With hypotheses for the polynomials $s,a_i,e_i$ that are similar to the ones we had for s, A, e, Ring-LWE assumes that it is hard to distinguish $(a_i,b_i = a_i\cdot s+e_i)$, which we call R-LWE samples, from random $(a_i,b_i)$.

Now, there are at least two (closely related) ways to answer your question :

  • The public key of Alice is $(a, b = a\cdot s+e)$, and Bob sends her an encrypted message $$(u,v) = (a\cdot s_b + e_b, b \cdot s_b + e_b' + m \lfloor q/2 \rceil).$$ $(a,b)$ is a R-LWE sample for the secret $s$ so it is indistinguishable from random for Eve. Similarly, if Bob sent $m=0$ to Alice, then $(a,u) = (a, a\cdot s_b + e_b)$ and $(b,v) = (b, b \cdot s_b + e_b')$ are R-LWE samples for the secret $s_b$ so everything looks completely random to Eve and she wouldn't be able to distinguish whether Bob sent $m=0$ or random stuff to Alice. To send $m\neq 0$, Bob adds $m \lfloor q/2 \rceil$ to $v$ and it will still look random to Eve.

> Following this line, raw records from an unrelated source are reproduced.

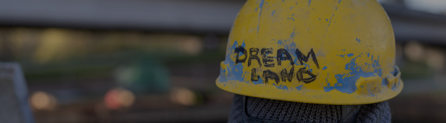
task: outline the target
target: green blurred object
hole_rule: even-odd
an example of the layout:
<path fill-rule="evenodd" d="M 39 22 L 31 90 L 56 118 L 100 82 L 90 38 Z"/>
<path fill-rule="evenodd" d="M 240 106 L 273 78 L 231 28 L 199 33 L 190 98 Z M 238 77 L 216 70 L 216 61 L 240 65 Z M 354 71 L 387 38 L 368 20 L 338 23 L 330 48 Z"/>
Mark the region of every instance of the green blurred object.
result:
<path fill-rule="evenodd" d="M 139 93 L 162 93 L 169 87 L 169 70 L 150 57 L 140 58 L 116 69 L 118 85 Z"/>

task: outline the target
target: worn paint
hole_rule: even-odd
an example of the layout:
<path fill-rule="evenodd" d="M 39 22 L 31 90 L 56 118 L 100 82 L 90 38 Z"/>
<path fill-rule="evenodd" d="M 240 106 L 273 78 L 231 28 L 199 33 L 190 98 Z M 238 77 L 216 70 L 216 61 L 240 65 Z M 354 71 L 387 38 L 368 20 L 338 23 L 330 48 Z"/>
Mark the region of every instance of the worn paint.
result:
<path fill-rule="evenodd" d="M 376 95 L 368 94 L 367 89 L 364 88 L 368 88 L 369 85 L 360 85 L 364 83 L 361 83 L 361 80 L 357 79 L 358 77 L 370 79 L 374 77 L 379 80 L 386 78 L 386 77 L 381 77 L 380 75 L 381 72 L 389 71 L 388 68 L 384 66 L 392 66 L 393 65 L 392 64 L 394 63 L 388 61 L 394 55 L 394 53 L 389 51 L 394 50 L 393 50 L 394 48 L 392 47 L 393 46 L 389 45 L 393 44 L 390 42 L 393 41 L 393 37 L 380 35 L 383 33 L 391 34 L 392 28 L 371 26 L 390 24 L 379 3 L 368 0 L 355 2 L 356 3 L 344 0 L 343 4 L 339 4 L 341 0 L 336 4 L 336 1 L 332 1 L 307 0 L 300 1 L 303 4 L 298 4 L 296 2 L 297 0 L 287 1 L 282 0 L 284 2 L 282 4 L 280 1 L 248 0 L 233 24 L 235 25 L 231 29 L 234 31 L 230 31 L 226 54 L 230 57 L 227 57 L 221 64 L 220 75 L 216 82 L 219 88 L 231 92 L 259 97 L 334 104 L 376 102 L 380 101 L 377 100 L 392 98 L 401 92 L 402 86 L 398 85 L 400 83 L 402 85 L 402 82 L 390 83 L 392 81 L 388 81 L 390 82 L 384 81 L 382 82 L 380 81 L 378 83 L 380 85 L 385 85 L 382 86 L 385 88 L 382 88 L 382 92 Z M 306 3 L 308 4 L 305 4 L 306 1 L 308 1 Z M 267 4 L 264 2 L 269 3 Z M 364 3 L 358 4 L 361 3 Z M 313 5 L 311 8 L 307 7 L 312 4 Z M 289 10 L 294 7 L 299 9 L 293 9 L 294 11 Z M 265 10 L 263 10 L 263 8 L 265 8 Z M 254 12 L 252 9 L 258 11 Z M 370 9 L 376 11 L 371 11 Z M 377 15 L 376 14 L 377 12 L 384 14 Z M 261 15 L 262 12 L 264 13 L 264 15 Z M 351 16 L 352 14 L 356 16 Z M 294 16 L 296 15 L 297 15 Z M 381 18 L 382 16 L 386 17 L 384 18 L 385 20 L 381 20 L 383 19 Z M 326 21 L 320 21 L 324 18 L 326 19 Z M 316 21 L 318 19 L 320 21 Z M 292 19 L 293 21 L 290 21 Z M 331 23 L 331 21 L 334 23 Z M 358 28 L 364 29 L 367 32 L 358 31 L 356 29 Z M 256 28 L 257 31 L 253 31 Z M 370 32 L 372 31 L 379 31 L 380 33 L 371 34 Z M 359 38 L 363 39 L 363 42 Z M 353 42 L 352 38 L 357 38 L 357 42 Z M 246 41 L 240 42 L 244 40 Z M 235 41 L 239 41 L 236 42 Z M 364 45 L 357 45 L 362 43 Z M 234 48 L 244 43 L 246 43 L 245 46 L 247 47 L 244 48 L 248 53 L 257 51 L 250 51 L 250 48 L 258 48 L 259 51 L 263 48 L 270 48 L 273 50 L 271 53 L 265 54 L 267 57 L 259 52 L 257 56 L 260 60 L 252 60 L 252 62 L 255 63 L 251 64 L 250 66 L 247 66 L 247 61 L 236 64 L 235 61 L 241 62 L 235 60 L 236 56 L 234 53 Z M 346 45 L 343 45 L 344 43 Z M 376 45 L 379 46 L 371 48 L 372 45 Z M 293 62 L 283 60 L 281 65 L 278 65 L 277 58 L 280 57 L 277 55 L 280 54 L 278 53 L 277 50 L 281 48 L 288 52 L 290 58 L 287 58 Z M 319 62 L 317 69 L 312 62 L 312 57 L 309 57 L 308 62 L 301 63 L 295 53 L 296 49 L 299 49 L 305 57 L 308 57 L 310 49 L 313 49 L 312 50 L 314 50 L 315 58 Z M 246 58 L 245 53 L 239 54 L 241 59 L 239 60 Z M 372 61 L 370 58 L 365 57 L 366 54 L 370 57 L 370 54 L 373 54 L 372 57 L 375 56 L 371 59 Z M 286 57 L 285 54 L 282 54 L 282 57 Z M 385 59 L 379 59 L 379 58 L 376 57 L 379 55 L 382 59 L 385 58 Z M 268 57 L 274 58 L 273 61 L 264 62 L 263 59 Z M 263 65 L 259 65 L 260 63 L 258 64 L 258 61 Z M 267 64 L 268 65 L 271 64 L 275 65 L 267 66 L 265 65 L 267 64 L 264 62 L 269 62 L 270 63 Z M 251 62 L 249 63 L 251 64 Z M 242 66 L 239 65 L 240 64 Z M 293 77 L 292 81 L 287 80 L 284 82 L 281 79 L 285 75 L 280 74 L 281 71 L 286 69 L 287 73 L 290 72 L 292 67 L 294 68 L 294 77 Z M 330 69 L 328 69 L 328 67 Z M 255 74 L 251 73 L 252 69 L 254 68 L 256 69 Z M 298 81 L 299 78 L 297 78 L 296 73 L 299 69 L 317 75 L 315 80 L 310 83 Z M 267 70 L 277 74 L 280 81 L 275 81 L 277 79 L 274 78 L 268 79 L 268 82 L 265 83 L 266 77 L 263 76 Z M 327 75 L 325 75 L 325 74 Z M 256 76 L 258 75 L 258 77 L 254 79 L 251 78 L 256 74 Z M 306 77 L 310 77 L 306 74 L 303 76 Z M 386 76 L 383 77 L 384 76 Z M 300 79 L 300 80 L 302 80 L 301 78 Z M 296 89 L 294 89 L 295 88 Z"/>
<path fill-rule="evenodd" d="M 260 12 L 259 12 L 259 21 L 257 22 L 257 33 L 259 33 L 259 29 L 260 27 L 260 18 L 262 15 L 262 9 L 263 8 L 263 4 L 265 2 L 264 0 L 262 0 L 260 1 L 260 4 L 259 4 L 259 8 L 260 8 Z"/>
<path fill-rule="evenodd" d="M 298 90 L 300 91 L 301 90 L 302 90 L 302 87 L 303 86 L 304 86 L 303 85 L 299 85 L 299 86 L 296 87 L 296 88 Z"/>
<path fill-rule="evenodd" d="M 276 86 L 276 87 L 277 88 L 277 89 L 284 89 L 284 90 L 288 90 L 288 87 L 286 86 L 284 86 L 283 85 L 276 85 L 276 84 L 273 84 L 273 85 Z"/>
<path fill-rule="evenodd" d="M 345 69 L 350 71 L 347 73 L 341 73 L 336 74 L 334 76 L 338 82 L 334 84 L 334 89 L 340 91 L 341 92 L 351 93 L 355 92 L 358 88 L 355 85 L 356 80 L 359 79 L 359 77 L 367 77 L 372 76 L 378 76 L 380 77 L 381 76 L 381 69 L 379 67 L 380 65 L 379 64 L 379 57 L 376 60 L 374 60 L 373 55 L 372 55 L 372 60 L 373 63 L 372 64 L 371 67 L 374 69 L 373 72 L 364 71 L 363 68 L 366 69 L 371 67 L 370 65 L 363 66 L 361 65 L 358 65 L 355 62 L 356 58 L 361 57 L 360 55 L 355 57 L 350 60 L 350 62 L 345 65 Z"/>

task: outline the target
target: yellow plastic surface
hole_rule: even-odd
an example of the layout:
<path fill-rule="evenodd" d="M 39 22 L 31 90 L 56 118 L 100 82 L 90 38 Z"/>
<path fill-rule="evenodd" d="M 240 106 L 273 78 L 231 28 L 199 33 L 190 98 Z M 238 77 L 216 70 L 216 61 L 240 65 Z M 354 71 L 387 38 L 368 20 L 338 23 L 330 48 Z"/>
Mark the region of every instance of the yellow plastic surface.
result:
<path fill-rule="evenodd" d="M 376 0 L 249 0 L 227 47 L 216 83 L 233 93 L 359 104 L 403 86 L 390 21 Z"/>

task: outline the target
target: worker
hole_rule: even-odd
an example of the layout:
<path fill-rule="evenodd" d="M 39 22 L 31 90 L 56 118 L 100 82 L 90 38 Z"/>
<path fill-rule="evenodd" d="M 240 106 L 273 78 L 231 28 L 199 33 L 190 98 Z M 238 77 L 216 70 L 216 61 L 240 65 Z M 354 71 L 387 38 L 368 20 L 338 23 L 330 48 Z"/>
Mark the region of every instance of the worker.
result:
<path fill-rule="evenodd" d="M 403 85 L 376 0 L 248 0 L 227 42 L 230 123 L 391 122 Z"/>

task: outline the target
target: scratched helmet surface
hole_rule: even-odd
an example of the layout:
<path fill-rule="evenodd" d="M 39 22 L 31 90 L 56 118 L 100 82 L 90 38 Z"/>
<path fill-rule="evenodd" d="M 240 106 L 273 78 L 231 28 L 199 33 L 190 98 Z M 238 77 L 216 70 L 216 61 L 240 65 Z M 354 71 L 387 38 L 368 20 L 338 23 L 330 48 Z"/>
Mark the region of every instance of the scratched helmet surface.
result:
<path fill-rule="evenodd" d="M 395 56 L 390 21 L 376 0 L 248 0 L 216 84 L 278 100 L 374 103 L 402 89 Z"/>

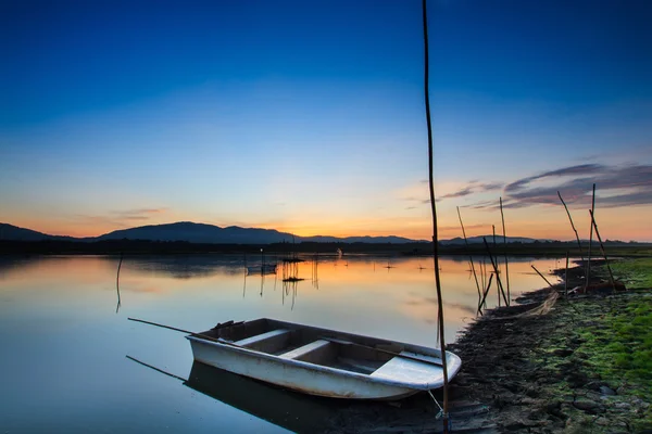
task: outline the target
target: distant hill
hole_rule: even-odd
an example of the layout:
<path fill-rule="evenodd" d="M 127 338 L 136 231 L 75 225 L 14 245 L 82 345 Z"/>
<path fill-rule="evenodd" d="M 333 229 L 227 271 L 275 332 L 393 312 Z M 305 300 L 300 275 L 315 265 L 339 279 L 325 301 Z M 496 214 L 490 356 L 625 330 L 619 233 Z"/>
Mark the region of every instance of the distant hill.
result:
<path fill-rule="evenodd" d="M 319 243 L 412 243 L 402 237 L 292 237 L 288 232 L 279 232 L 275 229 L 240 228 L 229 226 L 221 228 L 214 225 L 195 224 L 191 221 L 179 221 L 165 225 L 150 225 L 138 228 L 121 229 L 95 238 L 73 238 L 49 235 L 18 228 L 16 226 L 0 224 L 0 240 L 12 241 L 43 241 L 43 240 L 70 240 L 70 241 L 105 241 L 105 240 L 148 240 L 148 241 L 185 241 L 189 243 L 204 244 L 273 244 L 283 242 L 319 242 Z"/>
<path fill-rule="evenodd" d="M 468 241 L 469 244 L 476 244 L 476 243 L 481 243 L 482 242 L 482 238 L 487 239 L 488 243 L 493 243 L 493 235 L 478 235 L 478 237 L 469 237 L 466 240 Z M 552 241 L 552 240 L 537 240 L 534 238 L 524 238 L 524 237 L 507 237 L 507 243 L 523 243 L 523 244 L 528 244 L 528 243 L 534 243 L 534 242 L 546 242 L 546 241 Z M 496 235 L 496 242 L 497 243 L 502 243 L 503 242 L 503 238 L 502 235 Z M 441 245 L 456 245 L 456 244 L 464 244 L 464 239 L 456 237 L 453 238 L 451 240 L 440 240 L 439 243 Z"/>
<path fill-rule="evenodd" d="M 82 241 L 73 237 L 49 235 L 32 229 L 20 228 L 9 224 L 0 224 L 0 240 L 12 241 L 43 241 L 43 240 L 70 240 Z"/>
<path fill-rule="evenodd" d="M 480 235 L 468 238 L 469 244 L 481 244 L 482 237 L 487 239 L 489 243 L 493 242 L 493 235 Z M 0 241 L 76 241 L 76 242 L 96 242 L 96 241 L 111 241 L 111 240 L 143 240 L 143 241 L 181 241 L 188 243 L 203 243 L 203 244 L 274 244 L 283 242 L 297 242 L 297 243 L 367 243 L 367 244 L 403 244 L 403 243 L 427 243 L 425 240 L 411 240 L 402 237 L 328 237 L 328 235 L 315 235 L 315 237 L 292 237 L 288 232 L 279 232 L 275 229 L 260 229 L 260 228 L 240 228 L 238 226 L 229 226 L 221 228 L 214 225 L 195 224 L 191 221 L 179 221 L 174 224 L 165 225 L 150 225 L 141 226 L 138 228 L 122 229 L 113 232 L 105 233 L 100 237 L 90 238 L 74 238 L 74 237 L 62 237 L 62 235 L 50 235 L 47 233 L 38 232 L 30 229 L 20 228 L 17 226 L 9 224 L 0 224 Z M 496 242 L 502 244 L 502 235 L 496 237 Z M 453 238 L 451 240 L 440 240 L 441 245 L 456 248 L 456 246 L 464 245 L 464 239 Z M 507 237 L 507 243 L 548 243 L 557 242 L 553 240 L 537 240 L 531 238 L 523 237 Z M 588 242 L 587 240 L 582 240 Z M 568 241 L 568 243 L 575 243 L 575 241 Z M 650 245 L 650 243 L 637 243 L 637 242 L 623 242 L 623 241 L 605 241 L 605 244 L 613 245 Z"/>
<path fill-rule="evenodd" d="M 98 240 L 153 240 L 187 241 L 208 244 L 272 244 L 291 242 L 292 234 L 274 229 L 240 228 L 229 226 L 221 228 L 214 225 L 180 221 L 167 225 L 141 226 L 139 228 L 116 230 Z M 299 240 L 297 240 L 299 241 Z"/>

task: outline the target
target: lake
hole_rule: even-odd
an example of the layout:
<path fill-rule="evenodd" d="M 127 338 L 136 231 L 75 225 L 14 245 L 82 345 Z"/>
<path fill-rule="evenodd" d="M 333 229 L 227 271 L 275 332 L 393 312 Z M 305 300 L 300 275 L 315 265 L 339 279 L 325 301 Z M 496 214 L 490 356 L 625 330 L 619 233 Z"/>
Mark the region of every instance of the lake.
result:
<path fill-rule="evenodd" d="M 511 258 L 512 298 L 546 285 L 530 265 L 548 276 L 561 263 Z M 301 419 L 309 414 L 326 417 L 323 399 L 312 405 L 193 367 L 183 333 L 127 317 L 193 331 L 269 317 L 437 346 L 427 257 L 322 256 L 298 265 L 293 272 L 305 280 L 296 283 L 283 282 L 280 266 L 277 275 L 246 276 L 242 255 L 125 257 L 120 293 L 117 267 L 116 257 L 0 257 L 0 433 L 274 433 L 308 430 Z M 452 342 L 475 317 L 478 295 L 467 258 L 444 257 L 440 267 Z M 497 304 L 492 289 L 488 306 Z M 180 379 L 192 370 L 201 381 L 185 383 L 126 356 Z"/>

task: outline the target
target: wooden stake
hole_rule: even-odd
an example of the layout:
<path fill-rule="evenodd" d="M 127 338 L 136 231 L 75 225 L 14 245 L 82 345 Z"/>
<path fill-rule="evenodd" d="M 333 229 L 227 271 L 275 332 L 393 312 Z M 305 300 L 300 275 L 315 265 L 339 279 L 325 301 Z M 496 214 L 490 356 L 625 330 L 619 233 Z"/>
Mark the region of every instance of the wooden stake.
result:
<path fill-rule="evenodd" d="M 564 208 L 566 209 L 566 214 L 568 215 L 568 220 L 570 220 L 570 227 L 575 231 L 575 238 L 577 239 L 577 247 L 579 248 L 579 257 L 581 258 L 581 261 L 584 263 L 584 254 L 581 253 L 581 243 L 579 242 L 579 234 L 577 233 L 577 229 L 575 229 L 575 224 L 573 222 L 573 217 L 570 217 L 570 212 L 568 210 L 568 207 L 566 206 L 566 202 L 564 202 L 564 199 L 562 197 L 562 193 L 560 193 L 557 191 L 557 195 L 560 196 L 560 201 L 562 201 L 562 204 L 564 205 Z"/>
<path fill-rule="evenodd" d="M 593 228 L 595 228 L 595 235 L 598 237 L 598 241 L 600 242 L 600 251 L 602 251 L 602 256 L 604 256 L 604 261 L 606 263 L 606 269 L 609 270 L 609 277 L 612 281 L 612 286 L 614 289 L 614 293 L 616 292 L 616 281 L 614 280 L 614 273 L 611 270 L 611 266 L 609 265 L 609 259 L 606 258 L 606 252 L 604 251 L 604 245 L 602 244 L 602 238 L 600 238 L 600 232 L 598 231 L 598 224 L 595 222 L 595 218 L 593 216 L 593 212 L 589 209 L 591 214 L 591 224 Z"/>
<path fill-rule="evenodd" d="M 595 213 L 595 184 L 593 184 L 593 197 L 591 199 L 591 213 Z M 587 258 L 587 283 L 586 286 L 589 286 L 589 280 L 591 279 L 591 245 L 593 244 L 593 224 L 591 219 L 591 231 L 589 235 L 589 257 Z"/>
<path fill-rule="evenodd" d="M 444 434 L 449 433 L 449 403 L 448 403 L 448 367 L 446 360 L 446 342 L 443 332 L 443 302 L 441 298 L 441 282 L 439 279 L 439 252 L 437 237 L 437 206 L 435 202 L 435 184 L 432 176 L 432 124 L 430 120 L 430 89 L 429 89 L 429 60 L 428 60 L 428 14 L 426 0 L 422 0 L 424 20 L 424 99 L 426 103 L 426 124 L 428 128 L 428 186 L 430 190 L 430 210 L 432 214 L 432 260 L 435 263 L 435 285 L 437 288 L 437 307 L 439 323 L 439 342 L 441 344 L 441 369 L 443 373 L 443 409 L 442 424 Z"/>
<path fill-rule="evenodd" d="M 505 279 L 507 280 L 507 299 L 511 302 L 512 296 L 510 294 L 510 261 L 507 260 L 507 234 L 505 232 L 505 215 L 502 210 L 502 197 L 499 197 L 500 201 L 500 219 L 503 224 L 503 245 L 505 247 Z"/>
<path fill-rule="evenodd" d="M 543 280 L 546 281 L 546 283 L 548 283 L 548 285 L 549 285 L 550 288 L 554 289 L 554 286 L 552 285 L 552 283 L 550 283 L 550 282 L 548 281 L 548 279 L 546 279 L 546 276 L 541 275 L 541 272 L 540 272 L 539 270 L 537 270 L 537 267 L 535 267 L 534 265 L 531 265 L 530 267 L 532 267 L 532 269 L 534 269 L 535 271 L 537 271 L 537 275 L 541 276 L 541 279 L 543 279 Z"/>
<path fill-rule="evenodd" d="M 487 284 L 487 289 L 485 290 L 485 294 L 482 295 L 482 301 L 480 302 L 480 306 L 486 304 L 487 294 L 489 294 L 489 289 L 491 288 L 491 280 L 493 280 L 493 273 L 489 275 L 489 284 Z"/>
<path fill-rule="evenodd" d="M 120 263 L 117 264 L 117 276 L 115 278 L 115 291 L 117 291 L 117 306 L 115 306 L 115 312 L 117 314 L 120 311 L 120 306 L 122 305 L 121 298 L 120 298 L 120 270 L 122 268 L 122 259 L 123 259 L 123 253 L 120 253 Z"/>
<path fill-rule="evenodd" d="M 491 225 L 491 230 L 493 231 L 493 250 L 496 250 L 496 225 Z M 500 267 L 498 264 L 498 255 L 496 255 L 496 264 Z M 496 295 L 498 295 L 498 307 L 500 307 L 500 292 L 497 292 Z"/>
<path fill-rule="evenodd" d="M 568 298 L 568 251 L 566 251 L 566 273 L 564 275 L 564 296 Z"/>
<path fill-rule="evenodd" d="M 503 296 L 503 301 L 505 302 L 505 306 L 509 306 L 507 298 L 505 296 L 505 292 L 502 288 L 502 282 L 500 281 L 500 273 L 498 270 L 498 266 L 493 261 L 493 256 L 491 255 L 491 250 L 489 248 L 489 243 L 487 243 L 487 239 L 482 237 L 482 241 L 485 242 L 485 247 L 487 248 L 487 254 L 489 255 L 489 260 L 491 261 L 491 266 L 493 267 L 493 272 L 496 273 L 496 283 L 498 283 L 498 289 Z M 500 296 L 500 295 L 499 295 Z"/>
<path fill-rule="evenodd" d="M 462 222 L 462 214 L 460 214 L 460 207 L 457 206 L 457 217 L 460 218 L 460 226 L 462 227 L 462 235 L 464 237 L 464 244 L 466 245 L 466 250 L 468 252 L 468 260 L 471 261 L 471 270 L 473 271 L 473 277 L 476 281 L 476 289 L 478 290 L 478 302 L 481 297 L 480 285 L 478 283 L 478 277 L 475 272 L 475 266 L 473 264 L 473 255 L 471 254 L 471 248 L 468 247 L 468 240 L 466 239 L 466 231 L 464 230 L 464 224 Z M 478 314 L 481 314 L 480 307 L 478 306 Z"/>

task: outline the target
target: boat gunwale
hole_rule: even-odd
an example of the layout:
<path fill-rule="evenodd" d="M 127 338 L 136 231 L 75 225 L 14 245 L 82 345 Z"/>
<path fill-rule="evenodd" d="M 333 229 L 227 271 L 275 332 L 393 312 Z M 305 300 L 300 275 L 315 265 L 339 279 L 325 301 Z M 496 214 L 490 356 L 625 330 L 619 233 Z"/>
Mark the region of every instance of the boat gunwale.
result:
<path fill-rule="evenodd" d="M 311 326 L 303 326 L 303 324 L 299 324 L 299 323 L 294 323 L 294 322 L 277 321 L 277 320 L 273 320 L 273 319 L 268 319 L 268 318 L 261 318 L 261 319 L 265 319 L 265 320 L 278 323 L 278 324 L 293 326 L 297 329 L 306 328 L 306 329 L 321 330 L 321 331 L 331 332 L 331 333 L 347 334 L 347 335 L 353 336 L 353 337 L 371 339 L 371 340 L 375 340 L 375 341 L 385 341 L 388 343 L 394 343 L 394 344 L 399 344 L 399 345 L 409 346 L 411 348 L 426 348 L 426 349 L 439 352 L 441 355 L 441 352 L 436 348 L 423 347 L 419 345 L 413 345 L 413 344 L 403 343 L 403 342 L 399 342 L 399 341 L 387 341 L 387 340 L 383 340 L 383 339 L 378 339 L 378 337 L 356 335 L 356 334 L 339 332 L 339 331 L 329 330 L 329 329 L 319 329 L 319 328 L 314 328 Z M 417 390 L 417 391 L 429 391 L 429 390 L 434 390 L 434 388 L 439 388 L 443 385 L 443 375 L 441 376 L 441 379 L 439 381 L 436 381 L 436 382 L 405 382 L 405 381 L 390 380 L 387 378 L 372 376 L 372 374 L 363 374 L 363 373 L 359 373 L 359 372 L 354 372 L 354 371 L 348 371 L 346 369 L 339 369 L 339 368 L 333 368 L 333 367 L 328 367 L 328 366 L 324 366 L 324 365 L 311 363 L 311 362 L 303 361 L 303 360 L 285 359 L 280 356 L 275 356 L 275 355 L 268 354 L 268 353 L 263 353 L 263 352 L 258 352 L 258 350 L 246 348 L 246 347 L 229 345 L 228 343 L 221 343 L 217 341 L 205 340 L 205 339 L 202 339 L 201 335 L 189 334 L 186 336 L 186 339 L 189 341 L 200 342 L 205 345 L 215 346 L 215 347 L 218 347 L 218 348 L 222 348 L 225 350 L 229 350 L 229 352 L 234 352 L 234 353 L 242 353 L 242 354 L 246 354 L 246 355 L 252 356 L 252 357 L 264 358 L 264 359 L 272 360 L 272 361 L 275 361 L 275 362 L 278 362 L 281 365 L 293 366 L 293 367 L 299 367 L 299 368 L 303 368 L 303 369 L 308 369 L 308 370 L 326 372 L 326 373 L 330 373 L 330 374 L 338 374 L 338 375 L 342 375 L 342 376 L 350 376 L 350 378 L 366 381 L 369 383 L 384 384 L 384 385 L 396 386 L 396 387 L 404 387 L 404 388 L 411 388 L 411 390 Z M 449 379 L 452 379 L 457 373 L 460 368 L 462 367 L 462 360 L 454 353 L 447 350 L 446 354 L 447 354 L 447 362 L 449 365 L 448 375 L 449 375 Z M 400 357 L 400 356 L 394 356 L 394 357 Z"/>

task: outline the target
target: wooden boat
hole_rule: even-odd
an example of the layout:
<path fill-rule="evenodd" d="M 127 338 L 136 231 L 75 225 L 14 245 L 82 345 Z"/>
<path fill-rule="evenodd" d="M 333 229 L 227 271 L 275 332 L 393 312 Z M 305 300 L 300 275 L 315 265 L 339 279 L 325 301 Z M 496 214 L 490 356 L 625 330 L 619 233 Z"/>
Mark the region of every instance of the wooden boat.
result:
<path fill-rule="evenodd" d="M 247 267 L 248 275 L 275 275 L 276 264 L 263 264 Z"/>
<path fill-rule="evenodd" d="M 310 395 L 397 399 L 443 385 L 441 352 L 262 318 L 187 336 L 196 361 Z M 449 379 L 461 367 L 447 352 Z"/>
<path fill-rule="evenodd" d="M 193 362 L 186 386 L 293 433 L 324 431 L 346 405 Z"/>

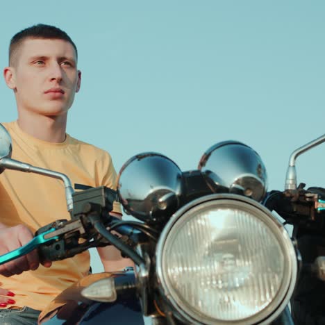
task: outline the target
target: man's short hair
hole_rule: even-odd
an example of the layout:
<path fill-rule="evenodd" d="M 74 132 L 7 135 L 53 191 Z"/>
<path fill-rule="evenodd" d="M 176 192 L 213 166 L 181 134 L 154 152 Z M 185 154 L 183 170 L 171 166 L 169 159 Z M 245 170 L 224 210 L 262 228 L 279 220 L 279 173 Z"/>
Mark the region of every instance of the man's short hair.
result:
<path fill-rule="evenodd" d="M 22 42 L 27 38 L 44 38 L 49 40 L 63 40 L 69 42 L 76 51 L 76 56 L 78 57 L 78 51 L 76 44 L 73 42 L 70 37 L 61 29 L 54 26 L 38 24 L 37 25 L 28 27 L 17 33 L 11 39 L 9 46 L 9 65 L 12 65 L 17 52 Z"/>

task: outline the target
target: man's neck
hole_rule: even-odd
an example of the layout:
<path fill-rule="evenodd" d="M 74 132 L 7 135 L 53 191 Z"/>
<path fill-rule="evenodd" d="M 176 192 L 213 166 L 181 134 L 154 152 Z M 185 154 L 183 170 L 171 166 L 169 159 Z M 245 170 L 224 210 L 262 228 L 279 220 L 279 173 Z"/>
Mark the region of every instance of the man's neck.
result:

  • I also like this more "lattice" approach. This is my interpretation and abusive notations ensue, so feel free to disagree: $$\binom{u}{v} = \binom{a}{b}s_b + \binom{e_b}{e_b'} + \binom{0}{m \lfloor q/2 \rceil}$$ So $(u,v)$ = [point of the lattice generated by $(a,b)$] + [a small error] + [the message]. The error is chosen big enough so that Eve is unable to decode [lattice point] + [error], let alone [lattice point] + [error] + [message]. However, Alice can perform a "dot product" of $(u,v)$ with the secret vector $(-s,1)$, which is small and almost orthogonal to $(a,b)$: $$\binom{u}{v} \cdot \binom{-s}{1} = e\cdot s_b + (e_b'-s\cdot e_b) + m \lfloor q/2 \rceil$$ At which point Alice can easily remove the remaining errors and recover m.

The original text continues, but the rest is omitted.